In an ageing society more and more people are spending more years living with chronic conditions like atherosclerosis resulting in an enormous health toll. Atherosclerosis, a major cause or morbidity and mortality in our world, is a multifactorial vascular disease driven by endothelial dysfunction.
The vascular endothelium, a monolayer of endothelial cells (ECs), constitutes the inner cellular layer of arteries, veins and capillaries forming a critical interface between blood and tissue. Depending on their location within the circulatory system, vascular ECs may act as sentinel cells sensing microenvironmental cues and as gatekeepers controlling the influx and outflux of circulating molecules, nutrients and immune cells from circulating blood to target tissues and vice versa. This strategic role of ECs makes them as the master regulator of blood-brain and blood-body barrier function, organ-organ and cell-cell crosstalk, immune system activation and organ function in health and disease.
Older people who smoke, have high blood pressure, high glucose or lipid levels in blood and are overweight are at high risk for future cardiovascular events including myocardial infarction and stroke due to endothelial inflammation of the vascular wall leading to atherosclerotic plaque erosion or rupture and subsequently arterial thrombosis. By endothelial inflammation it is meant the EC-triggered activation of the immune system leading to recruitment of circulating immune cells into the vascular wall and development of atherosclerotic plaques. Depending on which arterial bed is affected, atherosclerosis of the coronary arteries leads to acute and chronic coronary syndromes, of the peripheral arteries to peripheral arterial disease and of the cerebrovascular arteries to stroke. All these diseases may lead to organ dysfunction including heart failure, claudication (pain in the legs or arms that occurs while walking or using the arms) and dementia that significantly limit health- and lifespan. Despite recent medical advances and guideline-suggested treatment, atherosclerosis remains an incurable disease. Targeting chronic vascular inflammation seems an obvious solution, but inhibition of one EC signaling pathway is not enough to completely abolish endothelial inflammation due to the presence of aberrant signaling pathways that all lead to an EC pro-inflammatory and pro-atherosclerotic phenotype. Thus, the search for upstream checkpoints of EC immune activation has been the “holy grail” of scientific research in cardiovascular biology and medicine. Understanding the exact molecular mechanisms that orchestrate endothelial cell function and response to environmental stimuli is thus essential for the discovery and development of novel biomarkers and therapeutic strategies in vascular disease.

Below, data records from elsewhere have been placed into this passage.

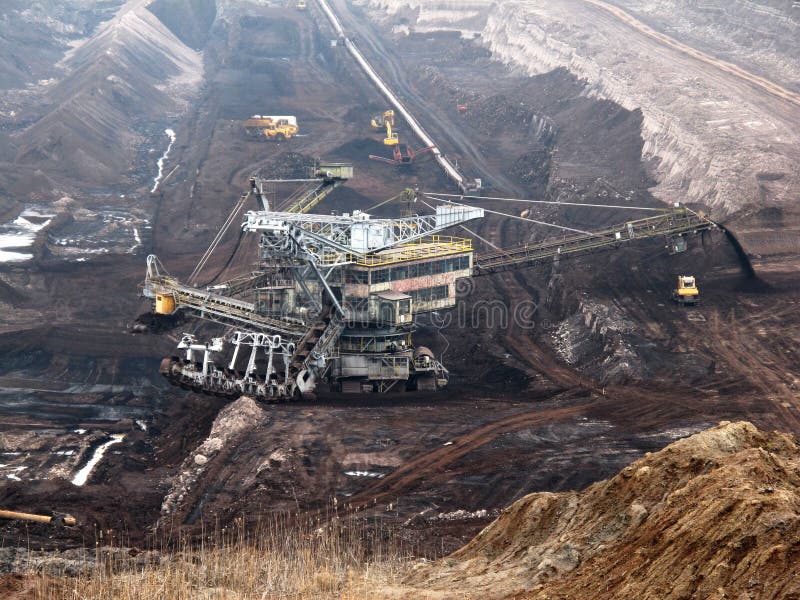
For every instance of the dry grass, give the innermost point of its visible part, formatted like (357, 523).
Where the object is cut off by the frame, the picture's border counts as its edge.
(275, 559)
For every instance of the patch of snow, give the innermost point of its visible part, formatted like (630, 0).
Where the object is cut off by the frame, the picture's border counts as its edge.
(365, 474)
(171, 135)
(83, 475)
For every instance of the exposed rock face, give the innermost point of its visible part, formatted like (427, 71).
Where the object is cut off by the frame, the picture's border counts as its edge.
(108, 86)
(232, 421)
(714, 515)
(601, 335)
(714, 137)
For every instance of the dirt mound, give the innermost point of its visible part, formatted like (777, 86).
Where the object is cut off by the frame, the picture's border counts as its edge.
(714, 515)
(233, 421)
(132, 70)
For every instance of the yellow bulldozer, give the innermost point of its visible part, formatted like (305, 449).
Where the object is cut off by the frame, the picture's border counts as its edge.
(379, 121)
(391, 138)
(686, 293)
(276, 128)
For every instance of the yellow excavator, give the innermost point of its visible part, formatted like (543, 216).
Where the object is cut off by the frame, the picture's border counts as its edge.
(274, 128)
(686, 293)
(391, 138)
(379, 121)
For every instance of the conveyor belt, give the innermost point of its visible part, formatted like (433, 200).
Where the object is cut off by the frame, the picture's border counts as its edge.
(673, 223)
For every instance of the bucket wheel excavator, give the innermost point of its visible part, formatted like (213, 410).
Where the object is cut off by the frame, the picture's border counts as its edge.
(333, 297)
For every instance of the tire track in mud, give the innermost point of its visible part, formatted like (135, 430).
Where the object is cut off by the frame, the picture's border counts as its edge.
(738, 345)
(643, 409)
(411, 473)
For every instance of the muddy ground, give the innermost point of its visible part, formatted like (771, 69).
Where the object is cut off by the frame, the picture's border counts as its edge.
(604, 370)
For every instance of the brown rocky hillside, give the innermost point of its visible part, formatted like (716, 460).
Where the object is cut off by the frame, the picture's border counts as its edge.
(714, 515)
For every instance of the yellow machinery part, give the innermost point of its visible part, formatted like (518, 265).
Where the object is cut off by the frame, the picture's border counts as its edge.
(165, 304)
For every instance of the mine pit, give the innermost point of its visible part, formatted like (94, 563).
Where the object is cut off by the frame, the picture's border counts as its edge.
(607, 369)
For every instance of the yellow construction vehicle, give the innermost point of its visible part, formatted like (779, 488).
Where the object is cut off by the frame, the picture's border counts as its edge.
(686, 293)
(272, 127)
(379, 121)
(391, 138)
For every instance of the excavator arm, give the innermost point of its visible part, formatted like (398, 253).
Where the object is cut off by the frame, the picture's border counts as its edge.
(672, 225)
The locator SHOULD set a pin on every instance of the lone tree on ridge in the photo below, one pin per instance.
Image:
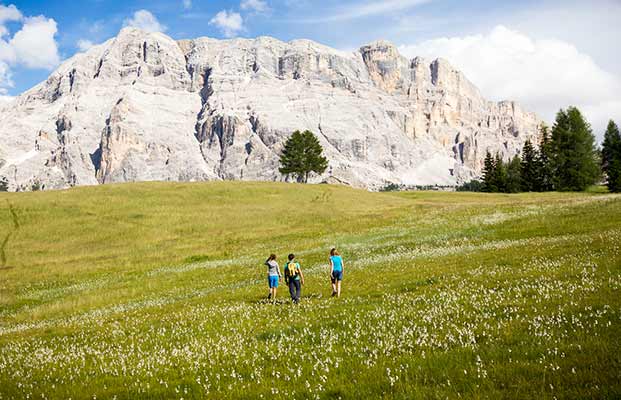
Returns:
(302, 155)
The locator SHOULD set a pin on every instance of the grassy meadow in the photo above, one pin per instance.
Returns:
(158, 291)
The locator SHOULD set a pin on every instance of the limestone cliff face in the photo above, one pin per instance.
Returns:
(143, 106)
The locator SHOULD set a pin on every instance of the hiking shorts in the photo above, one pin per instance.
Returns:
(272, 281)
(337, 276)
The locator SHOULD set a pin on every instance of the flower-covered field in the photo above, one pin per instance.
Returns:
(158, 291)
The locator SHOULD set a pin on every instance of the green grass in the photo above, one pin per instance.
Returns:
(157, 290)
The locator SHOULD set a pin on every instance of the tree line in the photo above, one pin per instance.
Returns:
(565, 160)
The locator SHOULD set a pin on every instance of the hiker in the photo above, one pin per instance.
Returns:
(273, 276)
(336, 272)
(294, 278)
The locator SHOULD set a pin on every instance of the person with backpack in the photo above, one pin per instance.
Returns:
(294, 278)
(336, 272)
(273, 276)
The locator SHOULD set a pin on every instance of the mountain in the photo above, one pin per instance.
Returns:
(143, 106)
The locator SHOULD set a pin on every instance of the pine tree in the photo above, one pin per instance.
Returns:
(302, 155)
(573, 147)
(611, 157)
(489, 171)
(500, 174)
(530, 169)
(514, 176)
(546, 172)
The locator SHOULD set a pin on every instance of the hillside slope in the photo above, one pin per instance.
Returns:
(157, 290)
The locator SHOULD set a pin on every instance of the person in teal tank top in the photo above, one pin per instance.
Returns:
(336, 272)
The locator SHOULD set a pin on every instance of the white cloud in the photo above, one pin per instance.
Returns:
(35, 45)
(9, 13)
(259, 6)
(229, 23)
(84, 44)
(143, 19)
(542, 74)
(5, 78)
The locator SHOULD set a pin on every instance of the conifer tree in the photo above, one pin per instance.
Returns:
(546, 172)
(302, 155)
(489, 171)
(573, 148)
(530, 169)
(611, 157)
(500, 174)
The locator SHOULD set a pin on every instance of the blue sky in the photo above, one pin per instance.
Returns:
(546, 54)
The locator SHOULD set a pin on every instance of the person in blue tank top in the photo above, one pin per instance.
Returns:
(336, 272)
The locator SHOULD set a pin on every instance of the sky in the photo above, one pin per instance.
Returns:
(545, 54)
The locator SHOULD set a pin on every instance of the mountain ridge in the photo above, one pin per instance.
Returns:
(143, 106)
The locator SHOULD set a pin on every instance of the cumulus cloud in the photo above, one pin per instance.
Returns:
(9, 13)
(542, 74)
(84, 44)
(259, 6)
(229, 23)
(33, 45)
(143, 19)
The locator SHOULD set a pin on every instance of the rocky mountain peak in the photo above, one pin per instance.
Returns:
(143, 106)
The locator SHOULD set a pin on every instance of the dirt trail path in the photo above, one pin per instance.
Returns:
(5, 242)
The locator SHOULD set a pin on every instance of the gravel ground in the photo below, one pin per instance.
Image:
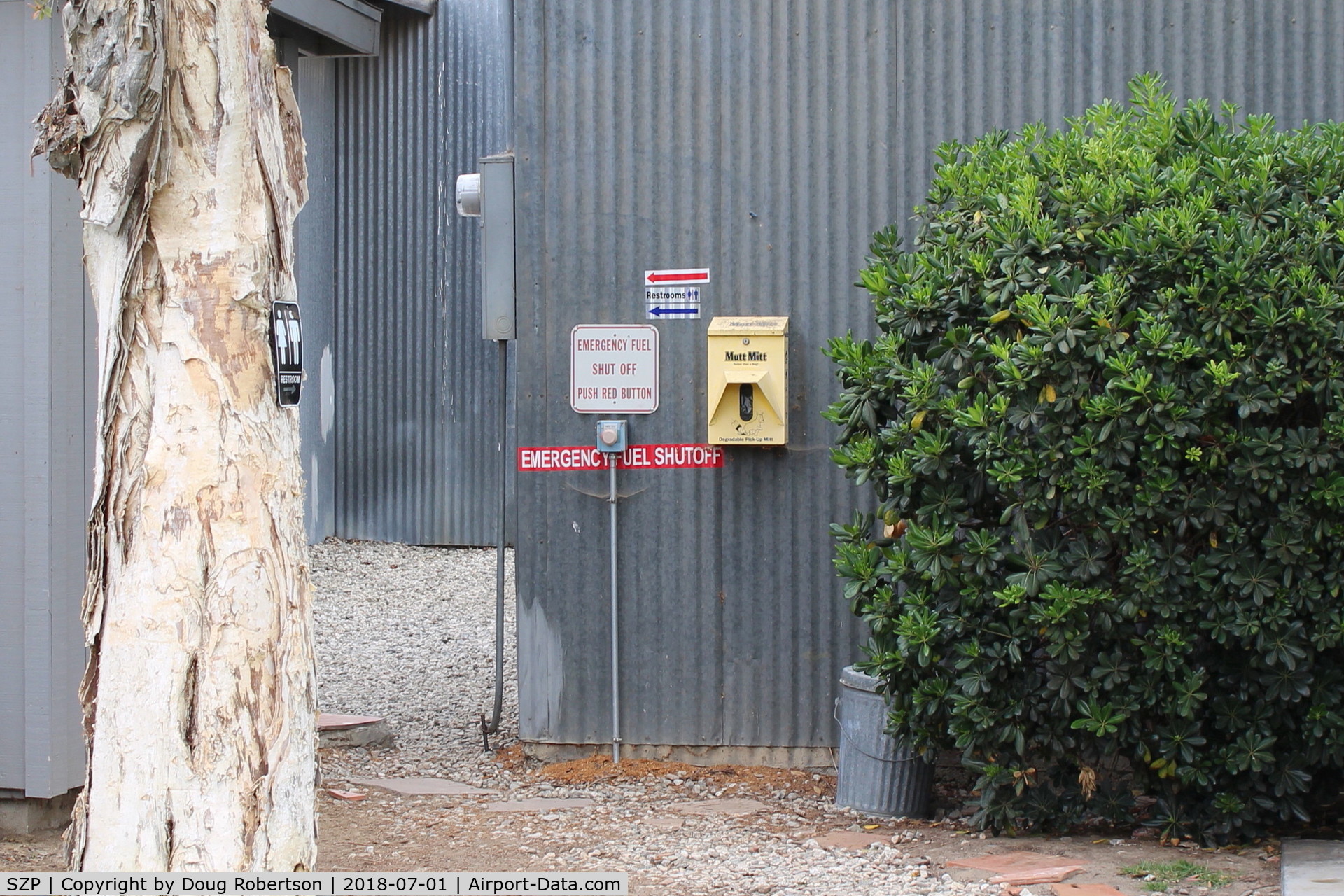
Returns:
(407, 633)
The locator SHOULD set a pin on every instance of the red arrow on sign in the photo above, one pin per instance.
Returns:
(692, 276)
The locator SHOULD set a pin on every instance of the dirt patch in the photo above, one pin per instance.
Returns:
(748, 780)
(33, 852)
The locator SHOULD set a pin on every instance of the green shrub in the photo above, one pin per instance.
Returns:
(1105, 428)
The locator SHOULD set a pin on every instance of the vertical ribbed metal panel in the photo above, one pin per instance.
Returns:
(46, 430)
(416, 383)
(746, 137)
(315, 245)
(768, 139)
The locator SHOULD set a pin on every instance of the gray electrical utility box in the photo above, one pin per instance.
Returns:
(498, 307)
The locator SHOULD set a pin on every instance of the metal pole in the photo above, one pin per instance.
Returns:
(491, 727)
(616, 649)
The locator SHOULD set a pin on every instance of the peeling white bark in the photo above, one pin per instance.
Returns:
(200, 699)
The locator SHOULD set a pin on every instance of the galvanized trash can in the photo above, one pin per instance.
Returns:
(876, 774)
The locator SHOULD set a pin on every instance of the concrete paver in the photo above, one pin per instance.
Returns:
(1312, 868)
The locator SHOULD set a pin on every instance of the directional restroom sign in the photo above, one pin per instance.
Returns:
(615, 368)
(679, 277)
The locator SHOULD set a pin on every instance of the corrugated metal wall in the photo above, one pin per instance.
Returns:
(315, 248)
(768, 139)
(416, 383)
(46, 430)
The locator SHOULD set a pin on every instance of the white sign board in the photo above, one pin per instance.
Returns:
(672, 302)
(615, 368)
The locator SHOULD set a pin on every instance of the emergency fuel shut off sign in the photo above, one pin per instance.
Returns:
(615, 368)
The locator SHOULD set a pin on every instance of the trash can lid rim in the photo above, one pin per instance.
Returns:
(851, 678)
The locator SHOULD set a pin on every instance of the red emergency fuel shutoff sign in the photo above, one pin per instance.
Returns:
(638, 457)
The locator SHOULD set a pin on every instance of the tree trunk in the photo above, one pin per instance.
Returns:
(200, 700)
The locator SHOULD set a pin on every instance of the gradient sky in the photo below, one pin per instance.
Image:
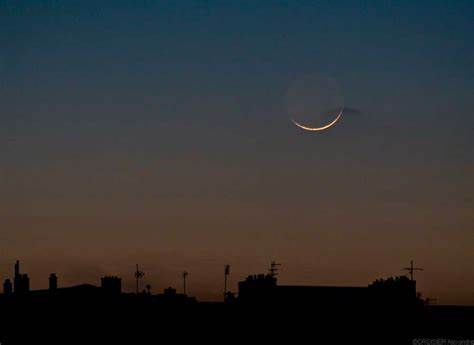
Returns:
(157, 133)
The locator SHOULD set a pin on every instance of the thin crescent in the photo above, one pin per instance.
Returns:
(315, 129)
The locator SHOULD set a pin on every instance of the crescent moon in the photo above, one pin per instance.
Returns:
(317, 129)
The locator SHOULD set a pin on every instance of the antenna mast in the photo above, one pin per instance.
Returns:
(226, 274)
(411, 269)
(138, 275)
(185, 275)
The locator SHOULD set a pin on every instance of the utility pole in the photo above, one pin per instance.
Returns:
(138, 275)
(185, 275)
(226, 274)
(273, 271)
(411, 269)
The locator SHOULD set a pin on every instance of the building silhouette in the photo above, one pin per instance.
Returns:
(7, 287)
(21, 282)
(111, 285)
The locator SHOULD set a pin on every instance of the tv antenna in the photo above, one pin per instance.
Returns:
(411, 269)
(273, 271)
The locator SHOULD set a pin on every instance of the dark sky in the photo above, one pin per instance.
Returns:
(158, 133)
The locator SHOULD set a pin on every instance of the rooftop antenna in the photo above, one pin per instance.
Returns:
(226, 274)
(411, 269)
(273, 271)
(138, 275)
(185, 275)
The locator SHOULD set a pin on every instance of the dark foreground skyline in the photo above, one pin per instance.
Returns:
(158, 133)
(262, 311)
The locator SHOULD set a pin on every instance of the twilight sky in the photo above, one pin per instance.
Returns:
(157, 132)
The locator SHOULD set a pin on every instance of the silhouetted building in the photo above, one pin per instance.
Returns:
(21, 282)
(111, 285)
(263, 289)
(53, 282)
(7, 287)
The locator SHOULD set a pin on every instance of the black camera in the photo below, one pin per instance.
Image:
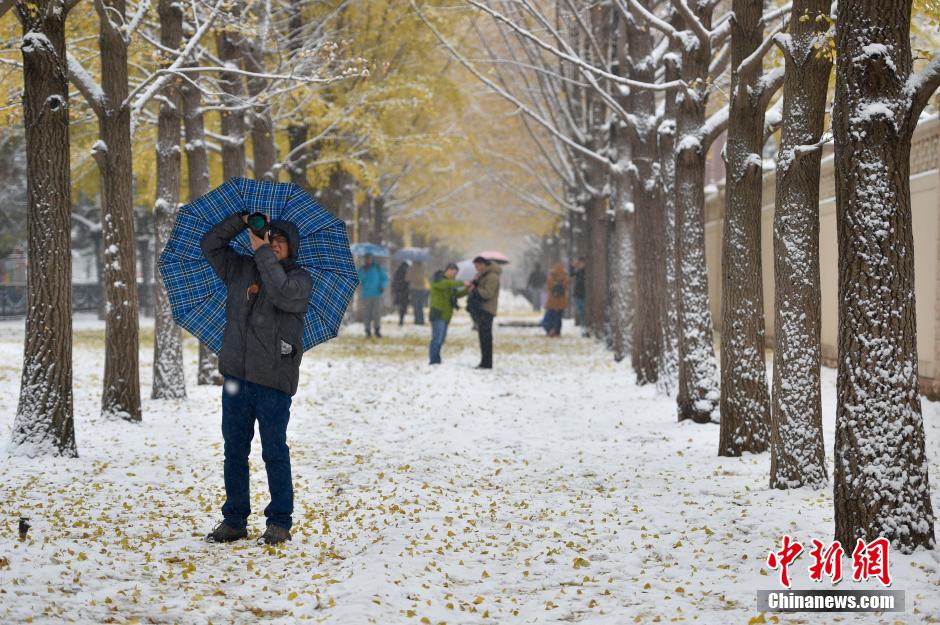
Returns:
(258, 223)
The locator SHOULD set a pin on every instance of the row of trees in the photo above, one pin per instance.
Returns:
(623, 101)
(171, 96)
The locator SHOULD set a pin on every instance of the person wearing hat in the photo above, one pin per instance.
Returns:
(268, 295)
(445, 290)
(486, 289)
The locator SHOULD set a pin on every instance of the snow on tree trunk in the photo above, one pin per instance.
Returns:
(745, 399)
(697, 398)
(797, 455)
(880, 478)
(650, 233)
(44, 418)
(169, 380)
(263, 149)
(197, 170)
(112, 152)
(229, 41)
(668, 368)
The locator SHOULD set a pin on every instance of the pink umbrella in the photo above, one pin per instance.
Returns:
(495, 256)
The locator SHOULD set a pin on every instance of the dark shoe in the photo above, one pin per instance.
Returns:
(274, 535)
(225, 533)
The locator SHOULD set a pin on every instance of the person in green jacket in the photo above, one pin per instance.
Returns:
(444, 293)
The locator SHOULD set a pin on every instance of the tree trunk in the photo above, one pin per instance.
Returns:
(880, 480)
(698, 390)
(668, 368)
(169, 379)
(121, 397)
(229, 41)
(649, 233)
(263, 149)
(797, 456)
(745, 399)
(197, 169)
(44, 419)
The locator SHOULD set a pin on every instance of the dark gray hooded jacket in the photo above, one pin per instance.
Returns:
(258, 320)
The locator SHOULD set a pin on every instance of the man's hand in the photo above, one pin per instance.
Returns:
(257, 242)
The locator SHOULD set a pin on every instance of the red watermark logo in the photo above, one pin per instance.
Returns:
(869, 560)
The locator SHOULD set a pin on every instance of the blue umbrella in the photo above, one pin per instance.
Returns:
(414, 254)
(362, 249)
(197, 295)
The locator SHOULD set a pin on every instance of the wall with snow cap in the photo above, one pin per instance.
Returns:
(925, 206)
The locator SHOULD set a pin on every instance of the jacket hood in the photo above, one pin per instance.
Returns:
(293, 236)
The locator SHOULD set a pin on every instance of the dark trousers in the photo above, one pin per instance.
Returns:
(244, 402)
(485, 330)
(438, 336)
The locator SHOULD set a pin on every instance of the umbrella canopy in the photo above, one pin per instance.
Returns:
(496, 257)
(414, 254)
(465, 270)
(197, 296)
(365, 249)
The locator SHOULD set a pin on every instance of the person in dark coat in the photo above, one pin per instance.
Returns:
(401, 291)
(484, 290)
(534, 285)
(268, 295)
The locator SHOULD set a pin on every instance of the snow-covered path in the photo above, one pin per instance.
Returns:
(549, 489)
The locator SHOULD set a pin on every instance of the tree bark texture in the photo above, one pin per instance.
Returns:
(44, 419)
(797, 455)
(121, 396)
(698, 394)
(169, 379)
(880, 480)
(745, 398)
(668, 369)
(229, 43)
(197, 173)
(649, 231)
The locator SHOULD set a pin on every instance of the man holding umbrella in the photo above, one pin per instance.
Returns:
(268, 296)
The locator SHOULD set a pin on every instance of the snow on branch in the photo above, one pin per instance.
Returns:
(594, 156)
(157, 80)
(86, 85)
(131, 27)
(920, 86)
(694, 23)
(657, 23)
(571, 58)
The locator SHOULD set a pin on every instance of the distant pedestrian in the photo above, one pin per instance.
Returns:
(401, 290)
(374, 280)
(445, 291)
(418, 283)
(579, 289)
(486, 287)
(534, 286)
(557, 287)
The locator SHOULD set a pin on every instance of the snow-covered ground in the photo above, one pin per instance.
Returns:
(548, 489)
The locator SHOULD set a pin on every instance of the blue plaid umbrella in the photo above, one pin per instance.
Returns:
(196, 293)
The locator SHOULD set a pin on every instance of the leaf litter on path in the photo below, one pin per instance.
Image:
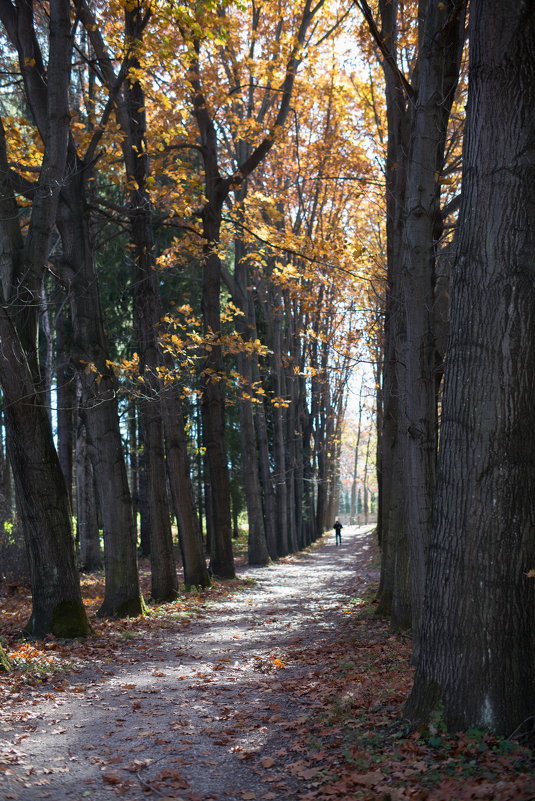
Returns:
(290, 688)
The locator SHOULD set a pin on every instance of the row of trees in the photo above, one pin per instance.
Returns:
(217, 162)
(458, 541)
(179, 262)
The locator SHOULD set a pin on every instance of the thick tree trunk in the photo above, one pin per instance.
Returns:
(438, 70)
(86, 517)
(477, 643)
(266, 478)
(44, 506)
(246, 327)
(98, 404)
(213, 404)
(195, 572)
(66, 398)
(147, 316)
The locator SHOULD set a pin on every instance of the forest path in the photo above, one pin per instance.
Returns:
(206, 712)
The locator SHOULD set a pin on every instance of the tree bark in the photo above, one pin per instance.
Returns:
(477, 643)
(86, 517)
(195, 572)
(98, 403)
(438, 71)
(56, 597)
(147, 316)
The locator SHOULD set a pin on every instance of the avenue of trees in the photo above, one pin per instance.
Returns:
(209, 213)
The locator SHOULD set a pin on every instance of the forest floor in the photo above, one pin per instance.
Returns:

RNA modifications are (non)reversible, enzymatic ribonucleic acid (RNA) base modifications that expand the RNA alphabet from the 4 canonical nucleotides to more than 170. Among the most abundant RNA modifications in mammals is m6A RNA methylation. RNA modifications may control all aspects of RNA life affecting in a well-coordinated manner several cellular signaling pathways within the same cells. This unique feature of RNA modifications make them ideal upstream coordinators of hundreds of genes involved in several signaling pathways affecting cellular function in health and disease.
Adenosine methylation in the N6 position (m6A) is the most prominent RNA modification in eukaryotes and is mediated by METTL3, METT14 and WTAP writer complex. M6A RNA methylation is a highly conserved RNA modification among organisms and its presence in our cells has been shown to be essential for life. Accumulating recent evidence suggests that m6A RNA methylation controls cellular processes by interfering with the RNA – protein interaction and, thus, RNA fate. The ERC project MODVASC – endothelial RNA modifications in vascular health and disease- aimed at answering the following scientific questions: Is m6A RNA methylation important for EC function in health and disease? Does m6A RNA methylation affect EC gene expression and cellular signaling in response to pro-inflammatory stimuli? How does m6A RNA methylation control RNA fate? Are m6A RNA methylation levels altered in patients with human atherosclerosis? Which genes are differentially methylated in vascular disease?